If you need to change the URL of a
page as it is shown in search engine
results, we recommended that you use a
server-side 301 redirect. This is the
best way to ensure that users and
search engines are directed to the
correct page.
In response to extra comments, I think what you need to do is bite the bullet and modify the CMS to write the new links out into the pages. You've already said that you have normal URL rewriting which can translate the new URLs to old when they're incoming. If you were to also write out the new URLs in your markup then everything should simply work.
From an SEO point of view, if the pages your CMS produces have the old links, then that's what the search engines will see and index. There's nothing much you can do about that, javascript, redirect or otherwise. (although a permanent redirect would get you a little way there).
I also think that what you must have been seeing in Wordpres was probably a redirect. Without finding an example I can't be sure though. The thing to do would be to use Fiddler or another http debugger to see what happens when you follow one of these links.

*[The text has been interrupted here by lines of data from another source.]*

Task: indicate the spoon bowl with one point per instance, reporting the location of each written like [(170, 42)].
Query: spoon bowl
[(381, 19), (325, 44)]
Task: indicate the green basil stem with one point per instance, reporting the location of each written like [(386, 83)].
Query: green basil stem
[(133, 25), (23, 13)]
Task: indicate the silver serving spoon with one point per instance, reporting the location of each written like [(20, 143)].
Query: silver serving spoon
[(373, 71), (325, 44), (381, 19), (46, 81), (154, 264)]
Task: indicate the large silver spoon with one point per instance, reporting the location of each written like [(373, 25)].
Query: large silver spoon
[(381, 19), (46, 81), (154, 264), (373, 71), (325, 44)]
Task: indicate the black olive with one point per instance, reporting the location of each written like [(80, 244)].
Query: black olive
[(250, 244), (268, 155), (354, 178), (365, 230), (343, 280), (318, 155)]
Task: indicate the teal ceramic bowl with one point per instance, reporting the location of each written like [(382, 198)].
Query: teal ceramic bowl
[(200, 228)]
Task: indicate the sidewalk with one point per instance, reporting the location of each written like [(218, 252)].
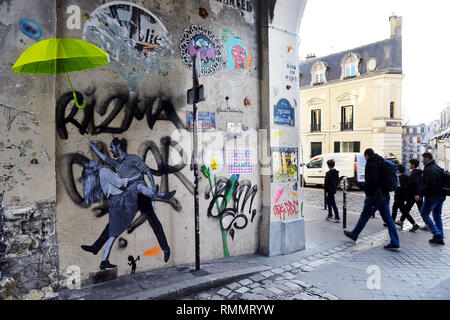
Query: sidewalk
[(331, 267), (176, 282)]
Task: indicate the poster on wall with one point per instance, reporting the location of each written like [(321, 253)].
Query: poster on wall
[(240, 161), (200, 39), (286, 204), (284, 113), (284, 164), (135, 39), (206, 121)]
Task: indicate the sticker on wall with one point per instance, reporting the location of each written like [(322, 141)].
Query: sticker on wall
[(30, 28), (291, 73), (283, 113), (200, 39), (238, 54), (213, 158), (284, 164), (235, 130), (135, 39), (240, 161), (206, 121)]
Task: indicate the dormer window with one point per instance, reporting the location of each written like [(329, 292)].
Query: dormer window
[(318, 73), (349, 65)]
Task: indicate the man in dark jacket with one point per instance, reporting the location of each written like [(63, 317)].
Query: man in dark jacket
[(434, 198), (377, 198), (414, 190), (400, 196), (331, 183)]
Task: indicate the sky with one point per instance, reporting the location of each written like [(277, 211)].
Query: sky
[(330, 26)]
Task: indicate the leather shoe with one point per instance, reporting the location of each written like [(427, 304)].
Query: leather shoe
[(392, 246), (90, 249), (436, 240), (349, 235), (166, 255), (105, 264)]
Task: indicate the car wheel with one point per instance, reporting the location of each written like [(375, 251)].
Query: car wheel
[(302, 181), (341, 184)]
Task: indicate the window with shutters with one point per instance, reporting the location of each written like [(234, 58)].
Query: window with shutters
[(337, 146)]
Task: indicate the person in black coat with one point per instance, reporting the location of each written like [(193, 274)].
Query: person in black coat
[(330, 186), (377, 198), (414, 195), (434, 198), (400, 196)]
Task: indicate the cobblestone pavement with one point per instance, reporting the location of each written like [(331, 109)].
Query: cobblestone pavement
[(355, 202), (283, 283), (418, 271)]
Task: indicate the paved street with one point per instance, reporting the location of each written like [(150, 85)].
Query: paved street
[(355, 201), (418, 271)]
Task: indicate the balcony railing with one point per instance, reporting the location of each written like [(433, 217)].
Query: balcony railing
[(346, 125), (315, 127)]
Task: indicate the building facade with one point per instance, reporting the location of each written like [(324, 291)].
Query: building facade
[(352, 100)]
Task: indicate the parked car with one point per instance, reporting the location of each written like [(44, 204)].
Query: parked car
[(349, 164)]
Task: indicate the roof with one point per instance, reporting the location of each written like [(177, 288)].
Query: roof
[(443, 135), (388, 54)]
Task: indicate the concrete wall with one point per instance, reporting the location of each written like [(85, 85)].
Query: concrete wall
[(161, 76), (28, 255), (141, 96)]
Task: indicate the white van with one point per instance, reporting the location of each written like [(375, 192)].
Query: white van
[(349, 164)]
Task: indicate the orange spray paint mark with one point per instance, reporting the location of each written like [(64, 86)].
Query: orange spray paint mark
[(152, 251)]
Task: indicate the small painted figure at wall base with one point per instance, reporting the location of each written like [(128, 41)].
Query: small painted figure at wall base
[(132, 263), (128, 165), (122, 195)]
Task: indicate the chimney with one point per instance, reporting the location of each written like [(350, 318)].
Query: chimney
[(396, 25)]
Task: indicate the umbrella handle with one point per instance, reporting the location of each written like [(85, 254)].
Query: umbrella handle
[(75, 96)]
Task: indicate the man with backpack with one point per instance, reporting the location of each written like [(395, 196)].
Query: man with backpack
[(330, 186), (434, 197), (380, 179), (414, 190), (400, 196)]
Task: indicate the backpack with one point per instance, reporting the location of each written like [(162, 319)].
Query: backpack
[(389, 179), (446, 182)]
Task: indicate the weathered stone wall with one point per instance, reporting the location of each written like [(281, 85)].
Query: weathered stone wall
[(144, 85), (28, 253), (141, 96)]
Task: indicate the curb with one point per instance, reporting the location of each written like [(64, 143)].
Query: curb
[(187, 287)]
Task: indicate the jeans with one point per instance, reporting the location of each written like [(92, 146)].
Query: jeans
[(379, 202), (400, 204), (433, 204), (331, 202)]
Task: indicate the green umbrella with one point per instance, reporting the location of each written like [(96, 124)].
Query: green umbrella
[(61, 55)]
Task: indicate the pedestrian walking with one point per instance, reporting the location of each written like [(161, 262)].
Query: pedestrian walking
[(414, 195), (380, 179), (400, 197), (330, 186), (434, 197)]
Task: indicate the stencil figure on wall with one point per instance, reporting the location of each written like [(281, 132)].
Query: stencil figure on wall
[(200, 39), (123, 205)]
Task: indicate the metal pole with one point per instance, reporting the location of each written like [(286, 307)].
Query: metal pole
[(344, 209), (195, 152), (196, 197)]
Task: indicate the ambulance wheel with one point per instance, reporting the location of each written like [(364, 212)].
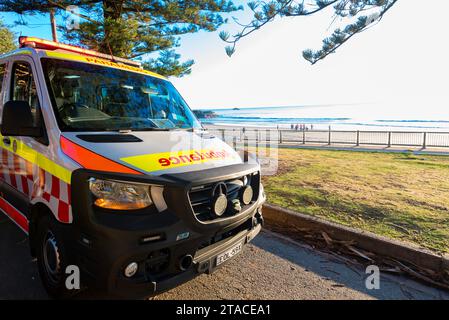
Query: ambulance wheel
[(51, 258)]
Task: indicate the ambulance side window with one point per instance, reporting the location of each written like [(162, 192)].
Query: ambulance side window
[(2, 75), (24, 87)]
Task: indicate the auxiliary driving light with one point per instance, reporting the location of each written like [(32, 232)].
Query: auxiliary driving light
[(131, 269)]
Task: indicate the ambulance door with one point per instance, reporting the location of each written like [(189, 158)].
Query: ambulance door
[(18, 169)]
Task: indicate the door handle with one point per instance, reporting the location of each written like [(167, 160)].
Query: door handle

For perfect SEO, once you've got the new URLs working outbound and inbound, what you'd want to do is decide that your new URLs are the definitive URLs. Make the old URLs do a redirect to the new URLs, and or use a canonical link tag back to the new URL from the old one.
I'm not certain what you're saying here, but basically a page the user is already reading contains an old, long, URL, and you'd like it to change to the new, short URL, dynamically on the client side, before the browser requests the page from the server?
The only way I think this coule be done would be to use Javascript to change the URL in response to onclick or document.ready, but it would be pointless. You'd need to know the new short url for the javascript to re-write to, and if you knew that, why not simply render that url into the link in the first place?
It sounds more like you want URL routing, as included in ASP.Net 4 and 3.5?
Standard URL rewriting modifies the incoming request object on the server, so the client browser submits the new URL, and the downstream page handlers see the old URL. I believe the routing things extend this concept to the outgoing response too, rewriting old urls in the response page into new URLs before they're sent to the client.
Scott Gu covers the subject here:
http://weblogs.asp.net/scottgu/archive/2009/10/13/url-routing-with-asp-net-4-web-forms-vs-2010-and-net-4-0-series.aspx
Scott Gu also has an older post on normal URL rewriting outlining several different ways to do it. Perhaps you could extend this concept by hooking into Application_PreSendRequestContent and manually modifying all the href values in the response stream, but I wouldn't fancy it myself.